Residence: Britannia, Ontario

According to the 1916 Might Directory for Britannia Dalton Edmund McCarthy was resident on the east side of Zephyr, which in 1916 would have been the section between Don and Howe. His records indicate that he was assigned to the Canadian Ordinance Corps, rose to become a Staff Sergeant, and was discharged in 21 Oct, 1919.

Name: John Francis Maloney

Joined: Aug 5th, 1916

Relative : Mrs Ellen Maloney (mother)

Birth 22/12/1895 Calgary, Alberta

Occupation: Bank Clerk

Residence: Britannia

According to the 1915 Might Directory for Britannia there is a Wm McCarthy on Violet St. His records indicate that he was assigned to the 21st Bn, Depot Batteries, rose to become a Lieutenant, and was killed in action at Rouen in Nov 9, 1917, Citation(s): British War Medal, Victory Medal.

By 1921 Maloney’s parents had moved back downtown to 300 Cooper St

Names: Charles William Taylor

Joined: June 22nd, 1918

Relative: Emily Taylor (Wife)

Birth: 30/01/1885 Byfleet, Surrey, England

Occupation: Surveyor

Residence: Buckeye, Main St, Britannia

According to the 1915 Might Directory for Britannia there are a couple of Taylors in Britannia. However, William J. Taylor was the father of Eva Taylor and older than this Taylor, Robert Taylor was his brother. The William Taylor referenced as John McAmmond’s brother inlaw was also likely too old. The Charles Taylor, policeman discussed in Ottawa’s Britannis would have been too young.

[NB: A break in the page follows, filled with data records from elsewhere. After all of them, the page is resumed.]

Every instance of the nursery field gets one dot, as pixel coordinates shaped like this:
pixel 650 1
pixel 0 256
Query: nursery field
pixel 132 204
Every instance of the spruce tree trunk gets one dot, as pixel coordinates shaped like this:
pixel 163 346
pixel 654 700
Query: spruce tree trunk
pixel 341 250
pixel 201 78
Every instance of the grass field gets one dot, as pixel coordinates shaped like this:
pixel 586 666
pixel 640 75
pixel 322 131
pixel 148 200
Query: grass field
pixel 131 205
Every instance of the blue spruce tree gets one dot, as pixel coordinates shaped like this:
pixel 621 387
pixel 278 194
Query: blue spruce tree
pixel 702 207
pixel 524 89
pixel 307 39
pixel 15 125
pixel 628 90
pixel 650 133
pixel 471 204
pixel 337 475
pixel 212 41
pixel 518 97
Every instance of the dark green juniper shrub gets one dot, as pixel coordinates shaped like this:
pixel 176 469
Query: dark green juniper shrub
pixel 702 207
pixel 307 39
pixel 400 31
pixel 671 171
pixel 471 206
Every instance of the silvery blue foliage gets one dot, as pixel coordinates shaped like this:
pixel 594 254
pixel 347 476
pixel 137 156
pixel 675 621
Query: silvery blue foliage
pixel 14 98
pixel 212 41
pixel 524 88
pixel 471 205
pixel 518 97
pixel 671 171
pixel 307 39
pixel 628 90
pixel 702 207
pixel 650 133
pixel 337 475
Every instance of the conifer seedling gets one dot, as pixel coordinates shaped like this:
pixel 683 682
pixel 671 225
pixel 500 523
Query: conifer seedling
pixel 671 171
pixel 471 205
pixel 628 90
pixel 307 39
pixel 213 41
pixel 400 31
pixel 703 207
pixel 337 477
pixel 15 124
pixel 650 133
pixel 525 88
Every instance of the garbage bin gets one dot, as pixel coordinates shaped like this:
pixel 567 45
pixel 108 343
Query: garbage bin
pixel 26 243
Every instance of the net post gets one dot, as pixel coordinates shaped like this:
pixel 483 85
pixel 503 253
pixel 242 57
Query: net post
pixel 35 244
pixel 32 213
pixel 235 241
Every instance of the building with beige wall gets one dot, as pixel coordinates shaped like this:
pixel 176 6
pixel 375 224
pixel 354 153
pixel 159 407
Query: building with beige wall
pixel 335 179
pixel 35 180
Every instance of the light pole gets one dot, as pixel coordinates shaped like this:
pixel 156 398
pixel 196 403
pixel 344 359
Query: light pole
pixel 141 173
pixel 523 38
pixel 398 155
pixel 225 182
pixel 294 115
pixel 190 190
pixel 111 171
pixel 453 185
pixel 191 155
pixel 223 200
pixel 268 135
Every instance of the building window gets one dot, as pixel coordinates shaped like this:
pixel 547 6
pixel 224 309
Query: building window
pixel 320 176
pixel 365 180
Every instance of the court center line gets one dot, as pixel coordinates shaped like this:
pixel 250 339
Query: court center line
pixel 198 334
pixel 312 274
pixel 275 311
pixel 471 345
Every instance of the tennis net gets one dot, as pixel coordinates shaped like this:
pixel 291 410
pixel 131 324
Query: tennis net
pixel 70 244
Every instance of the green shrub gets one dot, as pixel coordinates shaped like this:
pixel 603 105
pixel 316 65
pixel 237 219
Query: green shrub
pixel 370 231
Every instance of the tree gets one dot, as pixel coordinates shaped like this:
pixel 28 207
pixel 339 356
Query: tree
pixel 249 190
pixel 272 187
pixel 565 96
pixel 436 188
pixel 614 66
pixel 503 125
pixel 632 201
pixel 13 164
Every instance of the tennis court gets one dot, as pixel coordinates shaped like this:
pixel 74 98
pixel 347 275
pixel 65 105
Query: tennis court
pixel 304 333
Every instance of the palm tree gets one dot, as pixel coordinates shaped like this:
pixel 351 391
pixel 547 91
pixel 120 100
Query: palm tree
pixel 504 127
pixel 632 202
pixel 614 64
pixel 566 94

Of course at the time “Britannia” could be understood to cover a large area, as far west as Bell’s Corners or beyond. A recruit from any farm in the region might list “Britannia” as their address as it was the postal district, and hence technically “the address.” In contrast the Might Directories cover only Britannia Village, Loma Park and Britannia Heights.

However it is rather odd not to be able to find Charles William Taylor as this is one of the only recruits to name a street, and not only that, but “Buckeye” is probably a specific residence as many of them had unique names in lieu of street numbers. So he was definitely in the village proper.

His records indicate that he was assigned to the Headquarters Engineer Services serving in Ottawa, rose to become a Staff Sergeant, and was discharged Sept 19, 1919.

Name: Rupert Burke

Joined: May 4, 1917

Relative: Mrs Agnes Tunicliff (Aunt)

Birth: 17/04/1895 Dublin, Ireland

Occupation: Farmer

Residence: Britannia, Ontario

As a farmer Burke is a perfect example of someone we do not really expect to find in the Directories, and indeed we don’t. His records indicate that he was assigned to the Canadian Railway Troops, Royal Construction and Forestry Corps, serving as a Sapper (Pvt), and was discharged Mar 27th, 1919.

Name: Louis Lucien Depocas

Joined: July 25th, 1917

Relative: Edward Depocas (father)

Birth: 11/12/1896 Montreal, Quebec

Occupation: Repairman in garage

Residence: Britannia, Ontario

Depocas is an odd ball in that the “card written duplicate” of his recruitment papers has him as being from Britannia, yet the original lists his address as 188 Guiges St (ie in the Market area downtown). The latter lists prior military service as 2 months with the 73rd Battery (see above), where as the latter states 1 1/2 years with the 65th Regiment in Montreal. Finally the one states he is joining Aug 19th, 1916, the other July 25th, 1917.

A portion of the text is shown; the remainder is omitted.